Grief

 

Friday night I watched “Memoirs of a Geisha.” In it, a reference was made to an ancient Chinese poem titled, “Loss.” The poem consisted of three words, which the poet had crossed out, the point being that loss cannot be seen.

I think that this perfect poem is a doorway into the purest expression of physics.

The goal of physics is to discover the ultimate nature of reality. The reality of loss is that you can’t get the lost thing back. You can’t undo an action. You can’t reverse it. In this way, the loss is infinite, eternal. It is continuous.

In his book, “The Big Questions”, quantum physicist Michael Brooks, states it this way:

“It is easy to imagine how the undulating landscape of gravity affects motion through space. But the same is true of motion through time: this undulates too. Pack enough mass and energy into a small enough region of space and you can even bend time into a loop – it is rather like rolling up a sheet of rubber so that the ends meet and you can walk around the surface without ever reaching an endpoint. In this configuration of the universe, a moment repeats itself endlessly.”

Your experiences of life and your personality, I suppose, will dictate how you react to that statement. I was standing over the sale table in Barnes and Noble, skimming Brooks’ chapter on time travel. And there it was, articulated, explained by the science of physics, my own vague, inarticulate sense that every moment in “time” is running continuously.
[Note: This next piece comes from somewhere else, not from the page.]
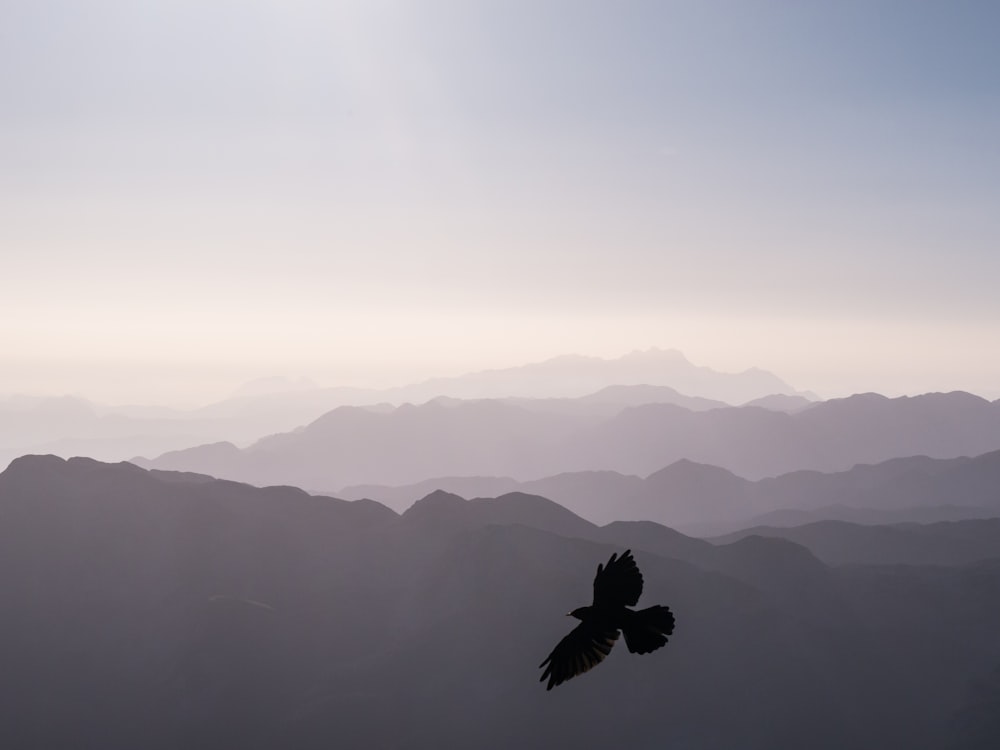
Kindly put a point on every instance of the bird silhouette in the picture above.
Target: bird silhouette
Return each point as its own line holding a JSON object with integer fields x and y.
{"x": 617, "y": 586}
I had come to this sense of the continuum of time before I had read any physics, before I had heard of the space-time continuum theory of physics. I had come to it in those dark hours of the night when you lie awake scarcely able to breathe because grief has your heart in its fist and the fist is tightening, pinning you like an insect and you know that you cannot, will never escape it.

Standing there in Barnes and Noble, I threw my hand over my mouth and stinging tears sprang to my eyes.

He sat across the living room from me, leaning on his cane. He was pale, his voice feeble. He had been a hearty, forceful man. I had never heard him plead.

“I wondered if you’d like to drive me up to Arcadia, maybe out to Punta Rassa, just around to some of the old places so I can see them again.”

I didn’t know he was dying, but he did. He wanted to see some of the old places one last time.

“I can’t, Daddy. I have to work on my book. I just can’t. I don’t have time.”

I see the pain in his face, his struggle up from the chair. “Well, okay, Cindy.” He moves weakly with the help of his cane to the door. I must have closed the door behind him as soon as he stepped out.

Lying in bed, in the dark of the night, my heart pounding, I see him getting into the car and having to rest a minute before he inserts the key in the ignition looking at the closed door his heart gone because a door shut is final and nothing is left but the death he is going to alone and he starts the car and backs with an effort out of the drive and drives himself to Arcadia his chest hollow eyes blinded with the realization of loss the finality of it and the effort is too much he almost doesn’t get home and he never gets out to Punta Rassa and three days later he is dead and I can lie awake at night revolving forever through the space-time continuum crying, “Daddy Daddy Daddy” and he will still be sitting in the chair across the room from me with the pain in his eyes because I have taken his heart out of his body saying no no no no no no no no no no no

People inevitably say, “Let go of it. You can’t change it.”

Yes, that’s the point.

I will be sitting at my breakfast table in sunshine, sorting the week’s portions of supplements and all the while I am seeing him sitting in the chair across the living room from me, his hand on his cane, the pleading and the pain in his eyes. Because he is still there, don’t you see? And he never saw Punta Rassa again, don’t you see? My brother put him on a plane and he flew back to his death alone. He had had only the one afternoon left, the one pretty last day of his brief and tormented life and all he wanted was for me to drive him around and let him see his life again before he left it and I said no.